Ia menambahkan, AMSI tengah menyusun riset untuk mengetahui kondisi perusahaan pers yang menjadi anggotanya. Meliputi riset terkait model bisnis media, jumlah karyawan, jumlah redaksi media, distribusi konten, monetisasi, platform teknologi, monetisasi media sosial, hingga pemanfaatan AI.
Suwarjono menganalisis setidaknya terjadi tiga kali disrupsi terhadap perusahaan media. Pertama, periode 2014-2019 disrupsi datang dari agregator. Alhasil, banyak platform agregator yang mencomot konten berita. Agregator tersebut seperti semisal UCnews, Kurio, Babe, Yahoo, Google, dan Baca.
Pembaca cukup mendownload aplikasi agregator sudah mendapatkan konten dari berbagai media berita. Trafik atau kunjungan dan monetisasi lari ke agregator, bukan ke media berita.
Disrupsi kedua, kata Suwarjono, hadirnya media sosial yang masif. Dari mulai platform X, Facebook, Instagram, Tiktok, Youtube, sampai Snack video. Disrupsi kedua ini tidak hanya menggulung jumlah trafik kunjungan ke perusahaan pers, namun membuat kue iklan beralih ke platfom digital dengan kehadiran pemain baru bernama konten kreator, influencer, KOL, hingga afiliator.
Disrupsi ketiga adalah AI atau kecerdasan buatan yang mengubah proses produksi konten pemberitaan dan mengubah perilaku audiens memperoleh informasi.
Perusahaan pers saat ini belum berhasil menutup pengeluaran operasional.

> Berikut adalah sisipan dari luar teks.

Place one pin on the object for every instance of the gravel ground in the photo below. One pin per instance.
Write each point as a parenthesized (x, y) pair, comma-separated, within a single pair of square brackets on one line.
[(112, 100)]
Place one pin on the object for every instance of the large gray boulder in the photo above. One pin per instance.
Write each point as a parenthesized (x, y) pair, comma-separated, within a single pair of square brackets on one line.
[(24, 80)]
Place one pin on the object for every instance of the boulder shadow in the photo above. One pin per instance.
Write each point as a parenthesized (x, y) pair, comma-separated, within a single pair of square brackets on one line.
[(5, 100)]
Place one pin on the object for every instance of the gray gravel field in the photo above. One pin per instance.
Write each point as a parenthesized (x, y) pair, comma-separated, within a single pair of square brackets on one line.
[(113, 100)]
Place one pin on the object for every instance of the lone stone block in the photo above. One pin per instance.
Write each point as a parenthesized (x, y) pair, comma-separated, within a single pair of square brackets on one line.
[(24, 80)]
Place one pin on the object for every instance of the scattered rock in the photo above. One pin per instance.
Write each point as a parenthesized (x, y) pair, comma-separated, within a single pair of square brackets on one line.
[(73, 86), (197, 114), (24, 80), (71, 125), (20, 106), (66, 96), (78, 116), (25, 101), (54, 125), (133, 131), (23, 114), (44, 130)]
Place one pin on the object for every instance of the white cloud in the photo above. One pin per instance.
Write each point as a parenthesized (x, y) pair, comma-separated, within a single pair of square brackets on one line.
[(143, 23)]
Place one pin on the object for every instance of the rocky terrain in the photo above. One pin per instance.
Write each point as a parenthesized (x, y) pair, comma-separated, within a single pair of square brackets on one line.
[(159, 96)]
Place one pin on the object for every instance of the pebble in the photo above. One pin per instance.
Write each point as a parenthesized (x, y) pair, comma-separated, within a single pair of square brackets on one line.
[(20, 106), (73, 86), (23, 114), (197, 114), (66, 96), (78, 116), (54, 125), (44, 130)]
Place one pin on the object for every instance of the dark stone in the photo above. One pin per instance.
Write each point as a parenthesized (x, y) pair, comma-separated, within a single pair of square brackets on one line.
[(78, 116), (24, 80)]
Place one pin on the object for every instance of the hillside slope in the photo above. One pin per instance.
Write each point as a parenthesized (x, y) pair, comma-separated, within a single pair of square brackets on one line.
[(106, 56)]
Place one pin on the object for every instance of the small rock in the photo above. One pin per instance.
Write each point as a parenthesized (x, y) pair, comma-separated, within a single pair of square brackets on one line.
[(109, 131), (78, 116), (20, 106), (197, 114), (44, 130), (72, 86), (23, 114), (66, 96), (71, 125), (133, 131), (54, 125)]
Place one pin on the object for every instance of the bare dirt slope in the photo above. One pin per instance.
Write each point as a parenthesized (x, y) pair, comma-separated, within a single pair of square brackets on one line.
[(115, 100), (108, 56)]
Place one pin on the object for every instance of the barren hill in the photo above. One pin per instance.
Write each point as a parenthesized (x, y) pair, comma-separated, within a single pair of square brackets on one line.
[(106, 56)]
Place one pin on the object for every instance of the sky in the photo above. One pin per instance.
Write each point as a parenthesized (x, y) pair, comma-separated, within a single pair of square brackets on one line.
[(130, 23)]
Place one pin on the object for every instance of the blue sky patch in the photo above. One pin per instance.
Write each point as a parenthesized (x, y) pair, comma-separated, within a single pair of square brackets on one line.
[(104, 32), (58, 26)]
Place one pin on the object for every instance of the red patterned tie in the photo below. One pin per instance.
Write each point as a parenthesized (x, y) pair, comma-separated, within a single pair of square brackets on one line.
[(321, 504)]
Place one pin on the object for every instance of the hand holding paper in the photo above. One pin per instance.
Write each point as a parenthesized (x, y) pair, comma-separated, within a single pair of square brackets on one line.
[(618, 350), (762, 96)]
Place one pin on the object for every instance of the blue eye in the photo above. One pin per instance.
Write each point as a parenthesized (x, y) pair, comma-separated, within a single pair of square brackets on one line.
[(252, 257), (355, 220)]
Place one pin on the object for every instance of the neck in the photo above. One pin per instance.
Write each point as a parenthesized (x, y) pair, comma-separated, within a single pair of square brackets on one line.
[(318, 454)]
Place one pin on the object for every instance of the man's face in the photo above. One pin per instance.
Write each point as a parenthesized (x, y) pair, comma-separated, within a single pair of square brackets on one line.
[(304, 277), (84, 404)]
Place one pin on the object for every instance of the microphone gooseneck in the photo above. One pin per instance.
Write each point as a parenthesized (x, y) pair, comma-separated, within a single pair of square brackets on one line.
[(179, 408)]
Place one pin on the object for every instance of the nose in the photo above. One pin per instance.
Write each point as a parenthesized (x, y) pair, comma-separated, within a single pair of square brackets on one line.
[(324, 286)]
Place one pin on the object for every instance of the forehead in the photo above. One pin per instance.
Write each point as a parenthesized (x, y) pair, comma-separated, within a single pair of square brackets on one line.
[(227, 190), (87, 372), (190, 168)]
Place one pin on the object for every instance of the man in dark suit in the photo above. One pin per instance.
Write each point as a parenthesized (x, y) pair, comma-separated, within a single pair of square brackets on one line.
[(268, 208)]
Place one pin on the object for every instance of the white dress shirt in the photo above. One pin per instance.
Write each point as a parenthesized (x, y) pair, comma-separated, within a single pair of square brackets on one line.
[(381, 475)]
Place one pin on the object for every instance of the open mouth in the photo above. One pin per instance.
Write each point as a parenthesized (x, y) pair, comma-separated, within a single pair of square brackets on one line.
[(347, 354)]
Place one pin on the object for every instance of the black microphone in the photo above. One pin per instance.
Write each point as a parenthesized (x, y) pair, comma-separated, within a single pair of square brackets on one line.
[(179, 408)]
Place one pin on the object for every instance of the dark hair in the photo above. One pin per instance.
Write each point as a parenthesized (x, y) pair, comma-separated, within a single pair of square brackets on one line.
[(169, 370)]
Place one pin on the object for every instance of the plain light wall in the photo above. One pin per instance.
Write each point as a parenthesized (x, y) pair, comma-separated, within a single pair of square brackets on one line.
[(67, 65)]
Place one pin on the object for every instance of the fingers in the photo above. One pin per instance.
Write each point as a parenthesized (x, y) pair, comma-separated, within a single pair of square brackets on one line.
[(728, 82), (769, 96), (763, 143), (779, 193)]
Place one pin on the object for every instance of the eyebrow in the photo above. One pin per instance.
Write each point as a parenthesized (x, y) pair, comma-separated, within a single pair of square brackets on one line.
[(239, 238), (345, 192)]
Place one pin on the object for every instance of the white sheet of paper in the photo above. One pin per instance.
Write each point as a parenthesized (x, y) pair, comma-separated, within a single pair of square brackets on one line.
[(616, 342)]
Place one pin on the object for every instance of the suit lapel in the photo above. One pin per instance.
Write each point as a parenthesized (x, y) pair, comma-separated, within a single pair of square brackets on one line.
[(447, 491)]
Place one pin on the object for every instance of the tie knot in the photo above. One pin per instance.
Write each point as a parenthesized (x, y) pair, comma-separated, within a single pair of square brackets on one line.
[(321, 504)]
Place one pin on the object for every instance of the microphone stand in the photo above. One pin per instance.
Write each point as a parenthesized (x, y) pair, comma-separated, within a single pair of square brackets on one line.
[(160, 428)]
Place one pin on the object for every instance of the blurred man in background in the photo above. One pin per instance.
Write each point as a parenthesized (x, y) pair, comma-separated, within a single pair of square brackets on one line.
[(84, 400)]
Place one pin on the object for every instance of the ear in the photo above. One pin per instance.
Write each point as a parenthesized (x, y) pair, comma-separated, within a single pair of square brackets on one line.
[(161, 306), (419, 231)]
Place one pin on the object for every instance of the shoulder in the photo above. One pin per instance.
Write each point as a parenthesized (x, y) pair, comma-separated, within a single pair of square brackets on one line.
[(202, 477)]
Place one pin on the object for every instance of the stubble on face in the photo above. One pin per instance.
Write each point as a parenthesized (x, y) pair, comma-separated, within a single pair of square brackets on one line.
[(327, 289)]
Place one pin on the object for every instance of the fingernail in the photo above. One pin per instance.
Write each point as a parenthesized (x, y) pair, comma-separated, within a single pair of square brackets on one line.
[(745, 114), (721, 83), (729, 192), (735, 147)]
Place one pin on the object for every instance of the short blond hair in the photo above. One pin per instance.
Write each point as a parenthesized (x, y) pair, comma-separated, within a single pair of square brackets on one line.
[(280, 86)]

Butuh banyak model bisnis baru dalam membiayai jurnalisme yang independen.
Suwarjono mencontohkan bisnis periklanan seperti iklan programatik berbasis ads network dan iklan konten, event dan event organizer, agensi, bisnis out of media, bisnis riset, sampai menagemen konten kreator hingga influencer.
“Saya optimistis media berita berbasis jurnalisme ke depan akan sangat dibutuhkan di tengah arus informasi yang semakin blur di media sosial,” ucapnya.
Sementara itu, Direktur Lembaga Bantuan Hukum (LBH) Pers, Mustafa Layong, menyatakan bahwa pandemi memang sempat berdampak serius pada semua sektor bisnis termasuk industri media. Meski pandemi telah berlalu, sepertinya kondisi bisnis media tidak kunjung membaik. Terutama karena kehadiran perubahan model bisnis dan sasaran iklan.
Belakangan, efisiensi pemerintah, termasuk memangkas atau menghilangkan belanja iklan kementerian/lembaga dan BUMN juga menjadi pukulan telak bagi industri media. Menurutnya, media harus mampu menemukan cara untuk bertahan hidup dengan melakukan devesifikasi sumber pendanaan agar tidak selalu terikat iklan dari pemerintah dan BUMN.
“Meskipun industri media mengalami guncangan, pers itu tidak akan pernah mati selama pelaku-pelakunya memegang teguh etika jurnalistik dalam bekerja, maka jurnalisme tidak mati. Walaupun di tengah gempuran konten kreator dan media baru, pers yang berkualitas tidak akan pernah mati,” ucap Mustafa kepada wartawan Tirto, Senin (5/5/2025).